The break seemed to disrupt the flow of the game for the USWNT. After the teams took the field for the second half, Germany controlled early again. This time it seemed they had control for longer than they had in the first half. In fact, it seemed they were on the verge of breaking through the defensive wall, also known as the USWNT back line, but just when they had it cracked, momentum swung the other way. In the 59th minute, German forward Alexandra Popp broke through the back line and U.S. defender Julie Johnston hauled her down inside the 18 yard box, which drew a yellow card and a Germany penalty kick. Celia Sasic attempted the kick for Germany against U.S.A. goalkeeper, Hope Solo. Sasic missed the net. Had she not, Germany would have taken the lead because Solo dove to her left in the opposite direction of Sasic’s shot. Ten minutes later, a Germany defender was called for taking down Alex Morgan inside the penalty area and a PK was awarded to the USWNT. Carli Lloyd, who converted a penalty in the Round of 16, took the kick for the U.S. She scored. 1-0 U.S.A. They then took control for the last 20 minutes of the match. In the 75th minute, Kelley O’Hara, who started the quarterfinal in place of Rapinoe, came on for Tobin Heath. The switch was an important one because 9 minutes later O’Hara put up the insurance goal when she tapped in a Carli Lloyd pass from the endline. It was O’Hara’s first ever international goal (what a time to put up your first goal right?!). With only 6 minutes plus stoppage time left after the goal, the World Cup final was in their grasp. They closed out the game and earned the right to play for the trophy.

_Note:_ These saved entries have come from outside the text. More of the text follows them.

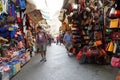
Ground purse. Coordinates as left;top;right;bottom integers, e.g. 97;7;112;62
86;49;92;57
76;51;83;60
110;19;119;28
111;56;120;68
113;42;117;54
94;40;102;46
90;47;99;56
107;41;114;52
111;31;120;40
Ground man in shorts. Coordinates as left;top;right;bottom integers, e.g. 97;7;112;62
36;26;47;62
63;30;73;51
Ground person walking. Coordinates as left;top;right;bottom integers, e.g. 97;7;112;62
56;35;60;45
36;26;47;62
63;30;73;52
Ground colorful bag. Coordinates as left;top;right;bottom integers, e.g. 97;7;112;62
72;48;76;54
76;51;82;60
91;47;99;56
94;40;102;46
110;19;119;28
113;42;117;54
108;41;114;52
112;31;120;40
111;56;120;68
100;49;106;56
86;49;92;57
115;71;120;80
79;53;86;64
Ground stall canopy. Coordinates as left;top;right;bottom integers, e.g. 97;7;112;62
26;9;43;25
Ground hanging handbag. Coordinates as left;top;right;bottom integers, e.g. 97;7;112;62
94;24;102;31
111;56;120;68
86;49;92;57
107;41;114;52
90;47;99;56
94;40;102;46
100;49;106;56
111;31;120;40
113;42;117;54
72;48;76;54
109;7;115;17
76;51;82;60
110;19;119;28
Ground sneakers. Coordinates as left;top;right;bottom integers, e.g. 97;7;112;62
40;58;44;62
40;58;47;62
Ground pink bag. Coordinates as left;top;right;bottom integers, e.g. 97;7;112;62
111;57;120;68
76;51;82;60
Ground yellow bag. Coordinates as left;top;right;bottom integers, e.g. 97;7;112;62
113;42;117;54
110;19;119;28
94;40;102;46
108;41;114;52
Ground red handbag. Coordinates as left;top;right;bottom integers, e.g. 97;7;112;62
111;57;120;68
76;51;82;60
112;31;120;40
86;49;92;57
72;48;76;54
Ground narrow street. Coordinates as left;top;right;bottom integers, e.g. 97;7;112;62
12;43;117;80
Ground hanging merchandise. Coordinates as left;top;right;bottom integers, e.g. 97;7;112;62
94;40;102;46
111;56;120;68
112;31;120;40
86;49;92;57
76;51;82;60
110;19;119;28
16;6;21;23
113;42;117;54
107;41;114;52
1;0;8;13
19;0;26;10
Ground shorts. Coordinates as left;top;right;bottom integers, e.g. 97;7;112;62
38;43;47;52
65;42;73;50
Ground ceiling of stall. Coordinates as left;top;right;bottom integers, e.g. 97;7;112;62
26;0;65;35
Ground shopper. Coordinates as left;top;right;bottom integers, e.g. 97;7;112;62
36;26;47;62
48;35;52;46
63;30;73;51
59;34;63;45
56;35;60;45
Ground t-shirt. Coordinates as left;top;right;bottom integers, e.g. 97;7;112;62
37;32;46;44
63;33;72;43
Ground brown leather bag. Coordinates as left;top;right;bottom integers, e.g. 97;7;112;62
112;31;120;40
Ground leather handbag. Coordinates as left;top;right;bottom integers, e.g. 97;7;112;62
90;47;99;56
94;40;102;46
108;41;114;52
110;19;119;28
86;49;92;57
100;49;106;56
111;31;120;40
94;24;102;31
113;42;117;54
76;51;82;60
111;56;120;68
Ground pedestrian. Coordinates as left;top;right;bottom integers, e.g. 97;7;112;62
56;35;60;45
63;30;73;52
36;26;47;62
48;35;52;46
59;34;63;45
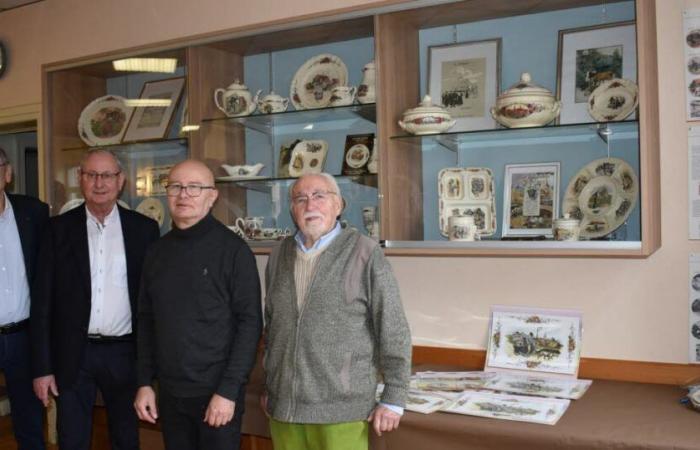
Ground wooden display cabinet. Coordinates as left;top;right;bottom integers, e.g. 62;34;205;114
41;0;659;257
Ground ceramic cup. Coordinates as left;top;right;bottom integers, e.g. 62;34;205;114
553;214;581;241
329;86;356;107
448;215;478;242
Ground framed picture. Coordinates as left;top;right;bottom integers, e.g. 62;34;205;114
556;21;636;124
502;162;560;237
123;77;185;142
428;38;501;132
342;133;374;176
144;164;174;196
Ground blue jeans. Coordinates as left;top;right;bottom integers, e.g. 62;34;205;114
0;328;46;450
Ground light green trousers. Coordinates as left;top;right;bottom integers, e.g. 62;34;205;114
269;418;369;450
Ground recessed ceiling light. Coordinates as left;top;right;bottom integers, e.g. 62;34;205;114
112;58;177;73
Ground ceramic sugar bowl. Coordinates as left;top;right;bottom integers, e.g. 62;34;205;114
214;79;260;117
398;95;456;135
553;214;581;241
490;72;561;128
329;86;356;106
257;91;289;114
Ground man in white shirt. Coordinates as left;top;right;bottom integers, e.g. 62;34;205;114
31;149;159;450
0;147;48;450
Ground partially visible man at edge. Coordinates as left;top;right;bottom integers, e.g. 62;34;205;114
0;146;48;450
31;148;159;450
262;172;412;450
134;160;262;450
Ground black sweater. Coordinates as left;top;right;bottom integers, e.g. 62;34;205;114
137;214;262;401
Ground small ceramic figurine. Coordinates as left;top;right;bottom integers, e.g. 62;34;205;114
214;79;261;117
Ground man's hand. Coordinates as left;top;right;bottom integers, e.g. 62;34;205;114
259;391;270;418
204;393;235;428
33;375;58;407
367;405;401;436
134;386;159;424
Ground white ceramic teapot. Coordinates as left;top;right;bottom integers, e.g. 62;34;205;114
257;91;289;114
357;60;376;104
214;79;260;117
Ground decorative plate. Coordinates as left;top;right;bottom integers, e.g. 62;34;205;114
290;54;348;110
562;157;638;239
78;95;134;146
345;144;370;169
288;140;329;177
438;167;496;237
136;197;165;227
59;198;130;215
587;78;638;122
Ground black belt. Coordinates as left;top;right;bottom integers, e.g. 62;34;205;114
0;319;29;335
87;333;133;343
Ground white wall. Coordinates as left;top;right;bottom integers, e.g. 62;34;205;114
0;0;695;363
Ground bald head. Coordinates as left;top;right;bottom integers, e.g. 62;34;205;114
166;159;218;229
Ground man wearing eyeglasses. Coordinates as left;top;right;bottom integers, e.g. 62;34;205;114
261;173;411;450
0;147;48;450
31;149;159;450
134;160;262;450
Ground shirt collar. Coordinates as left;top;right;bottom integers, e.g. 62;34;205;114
295;221;341;253
86;202;119;227
0;193;12;222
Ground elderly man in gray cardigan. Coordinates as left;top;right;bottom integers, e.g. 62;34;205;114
261;172;411;450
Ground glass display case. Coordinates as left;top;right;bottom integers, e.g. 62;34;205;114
42;0;660;256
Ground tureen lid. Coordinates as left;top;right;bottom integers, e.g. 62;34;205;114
554;213;580;226
226;79;249;90
403;95;451;116
500;72;553;98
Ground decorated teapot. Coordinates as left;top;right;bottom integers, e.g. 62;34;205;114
357;60;376;104
257;91;289;114
214;79;260;117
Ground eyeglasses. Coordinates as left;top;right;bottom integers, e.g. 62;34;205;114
291;190;336;206
165;183;215;197
80;171;121;182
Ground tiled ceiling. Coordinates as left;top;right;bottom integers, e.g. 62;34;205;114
0;0;43;12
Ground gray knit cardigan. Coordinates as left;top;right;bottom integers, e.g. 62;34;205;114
263;227;411;423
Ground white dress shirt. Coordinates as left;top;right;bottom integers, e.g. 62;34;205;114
0;193;30;325
86;205;132;336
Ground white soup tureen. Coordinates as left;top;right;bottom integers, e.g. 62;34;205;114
490;72;561;128
398;95;456;135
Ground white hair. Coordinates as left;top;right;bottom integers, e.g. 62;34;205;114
288;173;342;200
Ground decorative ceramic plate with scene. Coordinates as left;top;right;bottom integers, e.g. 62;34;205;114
287;139;329;177
78;95;134;146
135;197;165;227
442;391;571;426
438;167;496;237
290;54;348;110
562;157;638;239
485;306;583;377
587;78;638;122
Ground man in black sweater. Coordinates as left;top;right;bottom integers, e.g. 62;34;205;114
134;160;262;450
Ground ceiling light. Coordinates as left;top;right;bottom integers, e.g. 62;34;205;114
123;98;172;107
303;124;314;130
180;125;200;132
112;58;177;73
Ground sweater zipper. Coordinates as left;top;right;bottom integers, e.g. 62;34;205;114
287;259;322;421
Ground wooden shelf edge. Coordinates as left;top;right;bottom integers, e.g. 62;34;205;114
383;246;647;258
412;345;700;386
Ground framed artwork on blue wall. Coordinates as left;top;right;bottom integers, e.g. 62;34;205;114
428;38;501;132
556;21;637;124
502;162;560;237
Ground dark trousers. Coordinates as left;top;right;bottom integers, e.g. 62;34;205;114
159;388;245;450
0;328;45;450
56;341;139;450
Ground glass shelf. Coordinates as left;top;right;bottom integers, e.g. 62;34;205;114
61;137;188;153
391;120;639;152
215;173;377;193
201;103;376;133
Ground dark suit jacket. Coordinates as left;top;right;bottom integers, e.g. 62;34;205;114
30;204;159;389
6;193;49;286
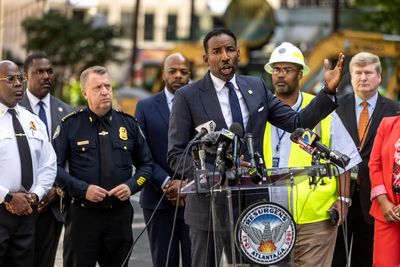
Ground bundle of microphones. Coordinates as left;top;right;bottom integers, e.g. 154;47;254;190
190;121;350;187
190;120;266;186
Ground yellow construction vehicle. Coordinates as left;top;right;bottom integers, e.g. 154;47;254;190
300;30;400;100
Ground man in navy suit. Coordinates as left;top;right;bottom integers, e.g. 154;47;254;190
135;53;191;267
20;52;73;267
167;28;345;266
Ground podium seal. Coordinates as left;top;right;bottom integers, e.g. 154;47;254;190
235;201;296;265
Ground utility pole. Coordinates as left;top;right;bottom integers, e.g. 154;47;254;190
189;0;195;40
130;0;140;86
332;0;339;32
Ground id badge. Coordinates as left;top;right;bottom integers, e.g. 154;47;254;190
272;157;280;168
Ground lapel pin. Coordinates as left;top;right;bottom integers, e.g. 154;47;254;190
58;107;63;112
29;121;37;131
248;89;253;95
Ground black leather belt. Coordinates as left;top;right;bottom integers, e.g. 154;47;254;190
71;197;129;210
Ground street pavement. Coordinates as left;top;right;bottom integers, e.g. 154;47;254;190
54;193;152;266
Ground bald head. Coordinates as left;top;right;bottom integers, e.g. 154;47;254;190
0;60;18;71
0;60;24;108
162;53;191;94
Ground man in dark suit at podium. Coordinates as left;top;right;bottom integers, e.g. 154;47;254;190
135;53;192;267
21;52;73;267
167;28;345;267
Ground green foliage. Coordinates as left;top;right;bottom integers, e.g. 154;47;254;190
352;0;400;34
63;79;86;107
22;11;122;103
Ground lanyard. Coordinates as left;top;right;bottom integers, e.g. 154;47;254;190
275;93;303;154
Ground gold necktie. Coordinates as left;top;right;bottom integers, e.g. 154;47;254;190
358;101;369;148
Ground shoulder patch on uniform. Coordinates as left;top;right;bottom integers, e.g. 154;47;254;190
115;109;137;122
61;109;83;122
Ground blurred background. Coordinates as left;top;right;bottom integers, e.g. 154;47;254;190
1;0;400;114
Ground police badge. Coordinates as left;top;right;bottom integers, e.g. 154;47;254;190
119;127;128;140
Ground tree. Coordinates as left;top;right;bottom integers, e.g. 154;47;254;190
22;11;122;99
352;0;400;34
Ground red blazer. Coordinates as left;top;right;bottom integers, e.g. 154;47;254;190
369;115;400;222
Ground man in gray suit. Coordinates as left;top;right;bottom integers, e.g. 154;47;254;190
168;28;345;266
21;52;73;267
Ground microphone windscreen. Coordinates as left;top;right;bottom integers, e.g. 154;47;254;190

In an interesting strategic decision for this #1 versus #2 showdown, the USWNT came out in a 4-3-3 formation in favor of the standard 4-4-2 they had played in their other 5 matches. It proved to be a great tactical move. It opened up the midfield for the U.S., which allowed space for the midfielders to create opportunities going forward. The game also saw Rapinoe and Lauren Holiday back in the lineup after missing the quarterfinal for yellow card accumulation. Rapinoe played on the left side of Alex Morgan at the top of the 4-3-3. Holiday played the midfield along with Morgan Brian and Carli Lloyd.

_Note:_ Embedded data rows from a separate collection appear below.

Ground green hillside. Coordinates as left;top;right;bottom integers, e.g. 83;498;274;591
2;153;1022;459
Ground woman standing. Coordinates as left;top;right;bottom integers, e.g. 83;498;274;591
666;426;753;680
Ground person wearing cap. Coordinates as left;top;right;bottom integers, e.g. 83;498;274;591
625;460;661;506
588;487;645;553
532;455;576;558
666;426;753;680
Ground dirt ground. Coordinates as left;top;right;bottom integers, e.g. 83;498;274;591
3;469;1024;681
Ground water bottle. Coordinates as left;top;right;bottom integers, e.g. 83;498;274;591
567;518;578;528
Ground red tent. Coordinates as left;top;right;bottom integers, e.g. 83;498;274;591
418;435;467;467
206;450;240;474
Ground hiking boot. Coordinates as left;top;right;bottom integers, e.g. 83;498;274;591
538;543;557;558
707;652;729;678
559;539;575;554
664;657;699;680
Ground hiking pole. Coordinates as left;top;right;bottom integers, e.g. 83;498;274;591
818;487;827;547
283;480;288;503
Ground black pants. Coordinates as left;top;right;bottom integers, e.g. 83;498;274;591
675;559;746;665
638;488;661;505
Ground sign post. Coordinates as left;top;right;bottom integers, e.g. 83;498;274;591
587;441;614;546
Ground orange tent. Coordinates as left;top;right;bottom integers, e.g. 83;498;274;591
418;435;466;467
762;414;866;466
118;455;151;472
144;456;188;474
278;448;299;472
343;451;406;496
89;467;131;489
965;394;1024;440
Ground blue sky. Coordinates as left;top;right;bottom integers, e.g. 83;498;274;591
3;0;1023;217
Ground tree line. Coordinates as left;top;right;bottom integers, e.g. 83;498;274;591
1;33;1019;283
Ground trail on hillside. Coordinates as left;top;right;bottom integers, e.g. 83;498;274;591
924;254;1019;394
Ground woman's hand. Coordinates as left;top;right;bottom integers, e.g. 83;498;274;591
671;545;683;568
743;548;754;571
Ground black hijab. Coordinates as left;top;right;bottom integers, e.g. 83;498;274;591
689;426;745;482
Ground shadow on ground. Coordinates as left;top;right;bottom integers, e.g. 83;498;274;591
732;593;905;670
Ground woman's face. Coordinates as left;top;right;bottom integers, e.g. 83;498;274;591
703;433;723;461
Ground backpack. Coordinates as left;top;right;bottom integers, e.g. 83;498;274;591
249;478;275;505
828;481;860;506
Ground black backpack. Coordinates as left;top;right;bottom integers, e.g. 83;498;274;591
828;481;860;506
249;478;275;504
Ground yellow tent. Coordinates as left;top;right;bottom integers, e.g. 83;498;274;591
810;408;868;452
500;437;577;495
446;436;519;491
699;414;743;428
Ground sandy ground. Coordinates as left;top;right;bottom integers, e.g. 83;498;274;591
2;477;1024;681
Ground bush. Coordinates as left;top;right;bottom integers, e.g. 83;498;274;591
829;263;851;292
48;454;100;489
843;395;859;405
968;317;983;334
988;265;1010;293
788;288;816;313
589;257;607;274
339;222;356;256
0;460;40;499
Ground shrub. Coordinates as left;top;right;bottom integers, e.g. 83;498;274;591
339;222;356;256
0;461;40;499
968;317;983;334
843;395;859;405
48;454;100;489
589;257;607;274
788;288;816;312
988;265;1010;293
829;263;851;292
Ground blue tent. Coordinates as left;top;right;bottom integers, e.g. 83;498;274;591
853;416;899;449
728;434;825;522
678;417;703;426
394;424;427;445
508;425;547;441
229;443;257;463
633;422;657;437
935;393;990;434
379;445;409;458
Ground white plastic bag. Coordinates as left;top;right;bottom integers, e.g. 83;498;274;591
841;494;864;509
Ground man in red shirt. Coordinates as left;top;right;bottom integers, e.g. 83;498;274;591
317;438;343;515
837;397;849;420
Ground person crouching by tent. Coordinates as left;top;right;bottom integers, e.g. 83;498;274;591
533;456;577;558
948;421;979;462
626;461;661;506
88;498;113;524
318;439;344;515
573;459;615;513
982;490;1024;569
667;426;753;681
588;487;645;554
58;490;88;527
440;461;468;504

The USWNT back line of Ali Krieger, Julie Johnston, Hope Solo, Becky Sauerbrunn, and Meghan Klingenberg continued their shutout streak, which is currently at 513 minutes. Hope Solo received her 5th consecutive shutout, 10th in World Cup play, and 89th overall in her career. The back line has proved time and time again to be the biggest difference maker for the USWNT in the 2015 Women’s World Cup. If the U.S.A. is destined to win Sunday night, the defense will be a guaranteed factor.

As I sit here, now, writing this, I can’t help but feel overjoyed for this team. I can’t believe how far they’ve come since Germany in 2011. I can’t believe how far the women’s game has come since then as well. If they win the World Cup, more progress will be made for soccer in America and for women’s soccer in America. We can only hope that the progress will impact women’s soccer in a more permanent way than in the past. This World Cup journey four years in the making is quickly coming to a close. One game remains for the USWNT. It’s the biggest one of all. It’s the Women’s World Cup final. See you Sunday night in Vancouver. It’s time. Let’s get it!